Liberdade de criação que valoriza e que lhe valeu um reconhecimento muito especial!

O convite da Anthropologie, foi uma experiência espectacular! Fiquei muito surpreendida e muito feliz. Sendo muito sincera, confesso que sempre tive o sonho de algum dia vir a fazer alguma coisa com esta marca, tenho-a como uma referência global que ainda conserva e preserva uma linguagem muito única. Era um grande sonho até que, num belo dia, recebi um e-mail que dizia: “Hello from Anthropologie” e pensei:” Mas isto é uma newsletter? Não costumo recebê-la neste e-mail! E aí sim, li e não queria acreditar que me estavam a contactar para desenhar uma colecção! A verdade é que naquele momento senti uma responsabilidade enorme, mas a simplicidade e a maneira como deram seguimento a este trabalho, deu-me tanta segurança que tornou tudo muito mais fácil. Foi delicioso, é muito bom quando um sonho se torna realidade!
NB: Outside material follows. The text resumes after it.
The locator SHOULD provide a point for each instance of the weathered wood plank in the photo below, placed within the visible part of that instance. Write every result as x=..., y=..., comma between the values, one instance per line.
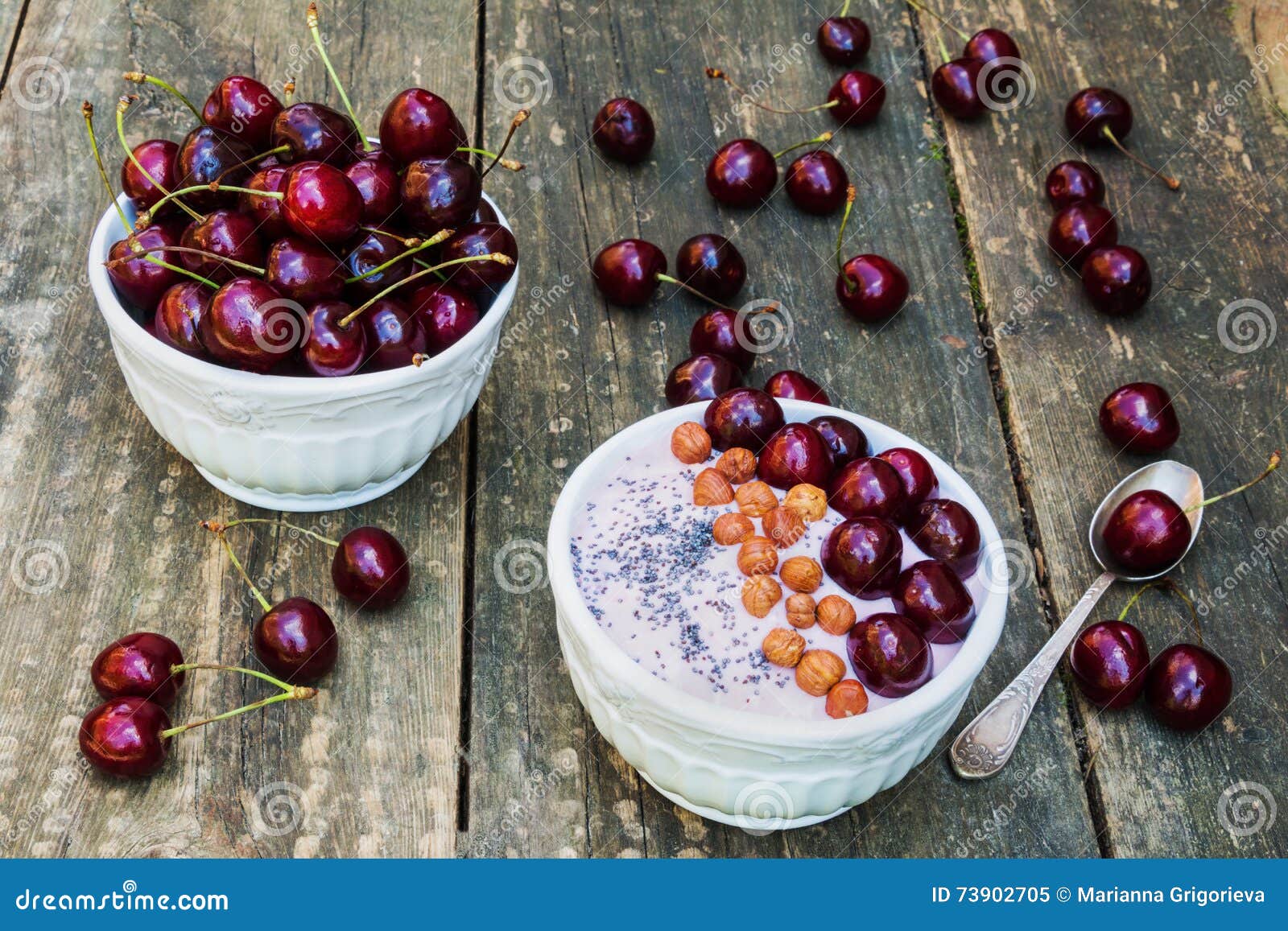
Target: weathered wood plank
x=1198, y=76
x=581, y=371
x=373, y=765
A verdade é que temos muitos momentos de insegurança quando estamos a trabalhar e ter um boost de confiança deste é muito importante e motivante, faz-me pensar que às vezes faço alguma coisa de jeito!

Trabalhar uma colecção nova tem um lado divertido, dá-me imenso gozo pensar no que quero fazer mas inevitavelmente chega a fase mais stressante onde surgem os questionamentos e as dúvidas, o processo resulta de um misto de sensações! A cerâmica é um bocadinho caprichosa e há coisas que não dá para contornar, às vezes idealizo e quero reproduzir aquilo que imaginei e nem sempre é possível! Mas é esse o desafio! A partir do momento em que há uma exposição de quem somos, há dúvidas e inseguranças.
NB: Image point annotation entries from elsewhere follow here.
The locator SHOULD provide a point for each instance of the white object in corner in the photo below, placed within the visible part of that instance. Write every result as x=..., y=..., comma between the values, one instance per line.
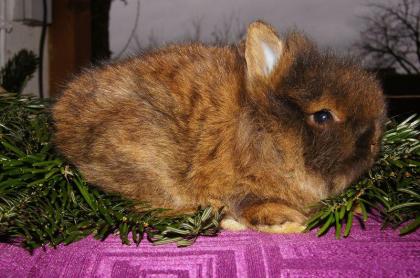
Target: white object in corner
x=30, y=12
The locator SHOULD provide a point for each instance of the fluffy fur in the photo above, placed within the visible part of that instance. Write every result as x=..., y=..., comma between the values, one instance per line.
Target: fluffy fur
x=198, y=125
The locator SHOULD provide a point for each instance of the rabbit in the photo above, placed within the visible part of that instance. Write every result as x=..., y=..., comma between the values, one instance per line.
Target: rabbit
x=265, y=128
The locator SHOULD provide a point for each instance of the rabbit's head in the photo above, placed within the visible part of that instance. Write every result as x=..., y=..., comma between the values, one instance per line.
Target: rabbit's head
x=328, y=110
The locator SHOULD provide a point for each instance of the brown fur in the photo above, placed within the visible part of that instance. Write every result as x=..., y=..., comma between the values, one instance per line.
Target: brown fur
x=198, y=125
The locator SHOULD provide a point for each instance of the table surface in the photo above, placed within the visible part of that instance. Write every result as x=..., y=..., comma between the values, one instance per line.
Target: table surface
x=367, y=252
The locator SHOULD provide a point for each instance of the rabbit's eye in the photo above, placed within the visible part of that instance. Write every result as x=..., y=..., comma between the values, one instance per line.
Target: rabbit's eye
x=322, y=117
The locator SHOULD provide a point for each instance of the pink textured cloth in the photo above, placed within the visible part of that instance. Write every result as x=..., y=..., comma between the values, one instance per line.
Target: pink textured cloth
x=366, y=253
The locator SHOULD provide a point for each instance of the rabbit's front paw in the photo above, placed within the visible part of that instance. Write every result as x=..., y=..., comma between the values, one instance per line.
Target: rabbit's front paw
x=274, y=217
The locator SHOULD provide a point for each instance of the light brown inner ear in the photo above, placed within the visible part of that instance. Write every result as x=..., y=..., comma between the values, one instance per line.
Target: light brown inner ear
x=260, y=34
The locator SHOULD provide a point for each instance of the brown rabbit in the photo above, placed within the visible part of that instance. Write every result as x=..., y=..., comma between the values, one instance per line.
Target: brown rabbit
x=265, y=129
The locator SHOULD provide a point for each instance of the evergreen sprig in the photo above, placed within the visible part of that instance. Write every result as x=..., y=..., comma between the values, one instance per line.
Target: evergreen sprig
x=391, y=187
x=18, y=70
x=44, y=200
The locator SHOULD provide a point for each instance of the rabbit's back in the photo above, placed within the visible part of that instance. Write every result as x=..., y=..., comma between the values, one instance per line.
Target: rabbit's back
x=144, y=126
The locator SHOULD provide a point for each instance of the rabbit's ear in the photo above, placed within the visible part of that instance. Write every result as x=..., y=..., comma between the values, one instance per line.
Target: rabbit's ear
x=263, y=50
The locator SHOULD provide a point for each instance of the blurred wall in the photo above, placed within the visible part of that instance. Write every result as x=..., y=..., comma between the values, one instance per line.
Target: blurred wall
x=17, y=36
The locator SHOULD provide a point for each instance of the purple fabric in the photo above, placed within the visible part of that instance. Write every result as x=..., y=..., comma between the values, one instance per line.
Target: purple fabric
x=365, y=253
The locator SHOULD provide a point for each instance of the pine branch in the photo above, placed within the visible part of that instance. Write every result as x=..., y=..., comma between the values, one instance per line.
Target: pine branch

Há um movimento global dos crafts, no sentido de valorizar o que é handmade e faz todo o sentido porque o nosso país tem uma tradição na cerâmica muito rica e seria uma pena desperdiçar e perder essa identidade. Por outro lado, sinto que hoje em dia tudo tem de ter um twist contemporâneo e isso faz com que se perca uma continuidade. Acredito que as duas versões – a mais tradicional e a mais contemporânea- têm espaço e devem coexistir, não é necessário acentuar e/ou criar essa quebra, são trabalhos distintos e ambos bonitos!

Uma estética apurada, um adn inconfundível que, ao mesmo tempo, mistura diferentes referências, conseguindo manter-se num registo clean e simples. Influências de uma estética nórdica.
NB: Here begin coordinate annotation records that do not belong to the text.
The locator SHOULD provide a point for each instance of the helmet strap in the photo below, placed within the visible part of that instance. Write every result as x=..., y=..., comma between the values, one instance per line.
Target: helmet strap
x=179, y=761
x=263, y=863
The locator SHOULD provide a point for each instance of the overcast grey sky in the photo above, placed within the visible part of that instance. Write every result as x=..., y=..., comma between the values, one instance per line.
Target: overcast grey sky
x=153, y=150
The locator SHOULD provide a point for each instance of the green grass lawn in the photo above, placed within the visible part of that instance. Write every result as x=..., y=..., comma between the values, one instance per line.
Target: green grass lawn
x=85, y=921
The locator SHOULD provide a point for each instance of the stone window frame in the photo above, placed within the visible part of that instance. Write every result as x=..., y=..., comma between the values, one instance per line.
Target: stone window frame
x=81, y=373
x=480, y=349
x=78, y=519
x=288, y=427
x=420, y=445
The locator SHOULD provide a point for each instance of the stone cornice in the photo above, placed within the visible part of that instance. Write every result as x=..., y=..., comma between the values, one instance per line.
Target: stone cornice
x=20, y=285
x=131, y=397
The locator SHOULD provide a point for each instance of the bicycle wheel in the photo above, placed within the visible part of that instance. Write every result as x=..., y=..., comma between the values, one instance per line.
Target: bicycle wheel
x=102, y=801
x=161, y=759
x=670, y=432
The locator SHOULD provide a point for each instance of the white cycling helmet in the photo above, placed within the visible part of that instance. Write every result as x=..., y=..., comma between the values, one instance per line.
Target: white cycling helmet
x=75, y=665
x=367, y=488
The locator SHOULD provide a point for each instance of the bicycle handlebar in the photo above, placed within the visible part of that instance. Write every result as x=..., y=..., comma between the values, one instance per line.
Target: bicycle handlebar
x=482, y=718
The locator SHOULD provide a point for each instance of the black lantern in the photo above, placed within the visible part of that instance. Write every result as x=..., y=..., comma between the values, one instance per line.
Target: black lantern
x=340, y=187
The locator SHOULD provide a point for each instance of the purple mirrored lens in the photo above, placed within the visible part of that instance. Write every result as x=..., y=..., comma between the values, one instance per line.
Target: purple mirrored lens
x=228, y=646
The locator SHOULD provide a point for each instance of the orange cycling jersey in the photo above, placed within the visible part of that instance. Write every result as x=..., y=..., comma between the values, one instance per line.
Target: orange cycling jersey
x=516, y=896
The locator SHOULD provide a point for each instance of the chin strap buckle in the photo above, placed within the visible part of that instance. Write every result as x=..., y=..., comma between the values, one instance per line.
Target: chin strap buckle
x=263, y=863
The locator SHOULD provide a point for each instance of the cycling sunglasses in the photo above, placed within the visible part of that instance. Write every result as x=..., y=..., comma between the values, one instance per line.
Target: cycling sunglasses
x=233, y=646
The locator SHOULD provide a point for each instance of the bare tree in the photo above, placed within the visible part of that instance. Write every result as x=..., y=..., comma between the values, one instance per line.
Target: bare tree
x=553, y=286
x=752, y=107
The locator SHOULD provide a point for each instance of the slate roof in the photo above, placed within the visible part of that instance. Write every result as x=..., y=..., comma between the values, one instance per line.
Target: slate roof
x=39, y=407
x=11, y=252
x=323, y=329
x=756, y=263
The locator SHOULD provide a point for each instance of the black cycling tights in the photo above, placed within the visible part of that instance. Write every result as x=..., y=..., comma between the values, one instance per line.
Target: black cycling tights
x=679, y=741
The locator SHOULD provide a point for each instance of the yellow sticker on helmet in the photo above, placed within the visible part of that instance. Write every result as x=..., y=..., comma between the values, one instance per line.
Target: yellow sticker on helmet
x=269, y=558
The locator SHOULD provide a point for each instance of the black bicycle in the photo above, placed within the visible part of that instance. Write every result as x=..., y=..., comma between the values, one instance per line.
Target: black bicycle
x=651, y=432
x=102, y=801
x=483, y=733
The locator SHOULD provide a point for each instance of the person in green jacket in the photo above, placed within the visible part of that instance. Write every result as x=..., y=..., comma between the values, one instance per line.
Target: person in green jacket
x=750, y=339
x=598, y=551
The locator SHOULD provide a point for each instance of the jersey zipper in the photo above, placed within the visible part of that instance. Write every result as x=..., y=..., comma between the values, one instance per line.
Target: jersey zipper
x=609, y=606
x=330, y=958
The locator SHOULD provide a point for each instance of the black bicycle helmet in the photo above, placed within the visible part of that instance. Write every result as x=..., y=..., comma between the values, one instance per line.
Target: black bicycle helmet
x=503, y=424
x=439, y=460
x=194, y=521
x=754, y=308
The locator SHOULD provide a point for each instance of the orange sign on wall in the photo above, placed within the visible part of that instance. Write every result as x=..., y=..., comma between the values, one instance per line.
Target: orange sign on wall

A grande maioria das pessoas que resultam de influências de duas nacionalidades, como é o meu caso, sentem essa dualidade cultural e há traços que se acabam por manifestar mais quando estou em Portugal e outros quando estou na Suécia. Por exemplo, quando estou na Suécia e apesar de gostar de ter as coisas organizadas, tal como todos os suecos, sinto falta de alguma desorganização, de uma espontaneidade. Já quando estou em Portugal, local onde moro e onde nasci, o lado nórdico parece que salta e, por vezes, essa desarrumação torna-se excessiva. Na Suécia, há uma preocupação estética com tudo, é algo de inato isso aqui não acontece. Costumo brincar com o exemplo das marquises, na Suécia não há marquises, é uma solução que destrói as fachadas, é inestético e ninguém o faz! Ao passo que em Portugal há imenso, é o nosso lado prático e espontâneo que nos leva a isso e se calhar aos nórdicos até lhes daria imenso jeito ter uma marquise mas a consciência estética não o permite! Mas independentemente disso, tenho muito orgulho em ser portuguesa e sueca.

No meio daquele ambiente de criação, a presença de Anna, a sua calma e doçura filtram o caos criativo e transportam-nos para uma realidade cujo ritmo nos é imposto pela delicadeza que cada peça exige para ser criada.

Um mar saturado de detalhes que inebriam quem tem o privilégio de o presenciar e que resultam de uma fusão singular de referências culturais díspares que enriquecem e tornam o talento e visão de Anna ainda mais especiais.